Journalism has become obsessed with the processes of government, but incurious about any complex problem that cannot be blamed upon some hapless minister. What drove Downing Street mad was when it saw this start to leak into corners of the BBC too. The trouble is that a generation of young journalists now know nothing else, bred on the idea that attack is the only sign of journalistic integrity - all politicians are villains, all journalists their natural predators, or else toadies and lackeys. Speaking at a rather gentle literary festival recently, a young chap asked me a particularly aggressive question. Afterwards he came and apologised, explaining he was a trainee journalist learning to ask rude questions: he intuited nastiness is what it takes. In some newsrooms he's probably right.

This approach is in danger of making the country nearly ungovernable: were Iain Duncan Smith to win power, his government would get barely more respite these days. Journalism of left and right converges in an anarchic zone of vitriol where elected politicians are always contemptible, their policies not just wrong but their motives all self-interest. Those on the left should take this very seriously indeed. The right is individualist, anti-government, anti-tax, anti-collective provision. Undermining the idea that government is a force for good is its ideological aim, alongside the mad militias of Idaho. But the left, which purports to believe in government, should be wary of joining the same all-governments-are-rubbish camp. This anarcho-individualism is a very British mindset - and it is not compatible with social democracy.

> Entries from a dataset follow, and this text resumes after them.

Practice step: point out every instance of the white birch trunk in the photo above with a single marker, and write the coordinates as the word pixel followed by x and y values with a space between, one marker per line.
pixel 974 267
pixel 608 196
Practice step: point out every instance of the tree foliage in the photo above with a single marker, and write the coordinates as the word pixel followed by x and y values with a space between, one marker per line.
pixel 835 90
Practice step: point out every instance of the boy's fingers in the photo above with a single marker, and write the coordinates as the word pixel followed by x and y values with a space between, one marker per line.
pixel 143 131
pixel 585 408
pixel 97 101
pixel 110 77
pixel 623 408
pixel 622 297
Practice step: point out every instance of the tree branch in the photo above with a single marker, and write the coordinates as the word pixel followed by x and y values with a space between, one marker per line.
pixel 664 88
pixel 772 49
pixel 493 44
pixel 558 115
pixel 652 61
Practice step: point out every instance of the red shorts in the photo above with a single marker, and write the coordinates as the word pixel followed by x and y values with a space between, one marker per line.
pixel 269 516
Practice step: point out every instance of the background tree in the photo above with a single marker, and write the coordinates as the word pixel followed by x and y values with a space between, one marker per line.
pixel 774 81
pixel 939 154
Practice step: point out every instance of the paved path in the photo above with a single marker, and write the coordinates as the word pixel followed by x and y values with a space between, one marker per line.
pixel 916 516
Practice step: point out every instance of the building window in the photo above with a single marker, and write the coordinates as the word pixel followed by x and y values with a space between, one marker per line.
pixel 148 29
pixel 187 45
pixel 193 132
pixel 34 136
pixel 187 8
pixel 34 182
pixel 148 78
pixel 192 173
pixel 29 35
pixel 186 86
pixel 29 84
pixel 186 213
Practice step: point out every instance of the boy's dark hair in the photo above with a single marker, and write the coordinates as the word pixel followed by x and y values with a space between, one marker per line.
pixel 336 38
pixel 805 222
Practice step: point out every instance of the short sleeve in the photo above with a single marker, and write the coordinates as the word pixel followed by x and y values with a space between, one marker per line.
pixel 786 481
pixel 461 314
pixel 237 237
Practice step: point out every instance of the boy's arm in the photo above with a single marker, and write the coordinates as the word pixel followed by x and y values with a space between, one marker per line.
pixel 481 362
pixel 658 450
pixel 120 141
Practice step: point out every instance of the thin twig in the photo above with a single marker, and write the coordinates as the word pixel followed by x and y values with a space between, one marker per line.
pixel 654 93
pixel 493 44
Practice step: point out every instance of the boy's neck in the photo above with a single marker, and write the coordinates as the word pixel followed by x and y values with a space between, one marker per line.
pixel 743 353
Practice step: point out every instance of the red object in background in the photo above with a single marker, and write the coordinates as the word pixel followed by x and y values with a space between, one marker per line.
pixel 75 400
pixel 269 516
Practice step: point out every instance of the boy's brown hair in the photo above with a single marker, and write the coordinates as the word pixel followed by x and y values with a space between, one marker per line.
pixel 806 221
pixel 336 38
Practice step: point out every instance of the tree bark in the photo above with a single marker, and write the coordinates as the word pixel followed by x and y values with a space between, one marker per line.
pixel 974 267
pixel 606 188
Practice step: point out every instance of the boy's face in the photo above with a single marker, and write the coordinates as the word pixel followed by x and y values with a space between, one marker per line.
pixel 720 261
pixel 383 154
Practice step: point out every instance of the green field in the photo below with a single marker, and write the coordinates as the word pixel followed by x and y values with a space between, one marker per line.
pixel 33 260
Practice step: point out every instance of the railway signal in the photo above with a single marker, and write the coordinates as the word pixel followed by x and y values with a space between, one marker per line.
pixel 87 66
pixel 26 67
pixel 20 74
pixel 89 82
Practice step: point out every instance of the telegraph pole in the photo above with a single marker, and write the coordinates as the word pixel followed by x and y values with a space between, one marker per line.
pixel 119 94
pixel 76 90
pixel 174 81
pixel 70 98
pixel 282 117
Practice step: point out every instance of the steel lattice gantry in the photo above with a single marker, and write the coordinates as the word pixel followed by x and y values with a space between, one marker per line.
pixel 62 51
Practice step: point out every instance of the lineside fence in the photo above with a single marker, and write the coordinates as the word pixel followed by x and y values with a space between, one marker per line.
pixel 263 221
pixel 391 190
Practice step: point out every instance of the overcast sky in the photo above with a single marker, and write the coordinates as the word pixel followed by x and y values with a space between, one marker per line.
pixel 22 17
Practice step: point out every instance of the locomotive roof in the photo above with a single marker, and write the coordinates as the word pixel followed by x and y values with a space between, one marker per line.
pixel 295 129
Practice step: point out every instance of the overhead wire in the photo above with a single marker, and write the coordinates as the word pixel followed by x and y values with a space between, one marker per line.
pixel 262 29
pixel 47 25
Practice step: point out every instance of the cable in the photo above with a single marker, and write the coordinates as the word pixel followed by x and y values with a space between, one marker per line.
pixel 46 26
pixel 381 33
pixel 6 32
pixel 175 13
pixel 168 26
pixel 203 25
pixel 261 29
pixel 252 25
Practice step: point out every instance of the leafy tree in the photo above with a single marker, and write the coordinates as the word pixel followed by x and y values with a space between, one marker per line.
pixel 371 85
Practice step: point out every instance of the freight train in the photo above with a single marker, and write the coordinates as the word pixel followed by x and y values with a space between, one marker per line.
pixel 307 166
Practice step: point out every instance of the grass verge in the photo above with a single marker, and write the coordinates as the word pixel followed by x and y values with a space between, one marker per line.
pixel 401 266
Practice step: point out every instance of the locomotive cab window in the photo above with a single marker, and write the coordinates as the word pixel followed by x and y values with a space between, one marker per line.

There are hard commercial reasons why the British press is extreme, shocking visitors from most other democracies. Labour governments always suffered under Tory press dominance, but since 1979 competition for a diminishing readership and viewership has hugely intensified. Need to be noticed has grown when TV news has multiplied many-fold. In 1979 newspapers had a quarter the number of pages to fill. The lobby had 120 political correspondents; now the pack is 250, all wanting scoops and private briefings. Meanwhile newspaper sales have been in continuous decline for 50 years. Competition in the media is pernicious: shrieking headlines fighting for fickle readers on newsstands drive out thoughtfulness and balance. The famous US papers are monopolies in their cities and calmly balanced as a result.

So, if the government does genuinely disarm its own attack-dogs, what chance that the press will repent? Close to zero. Daily grotesqueries will continue to decorate the front page of the Mail and others.

So what should the government do next? Understand that this heartless, motiveless attack-journalism is partly Labour's fault - not because of "spin" but because it fills a vacuum in political idealism. In the shake-up, a new policy team has a chance to inject new energy and direction into the lost muddle at the top. It is time to shed the third way triangulation that strangles clarity of message. Trust comes with a sense of purpose, direction and clear belief, unmuffled by trying to please the enemy. So when some newspapers continue to distort, cut them off and denounce them bravely. Making enemies also makes friends.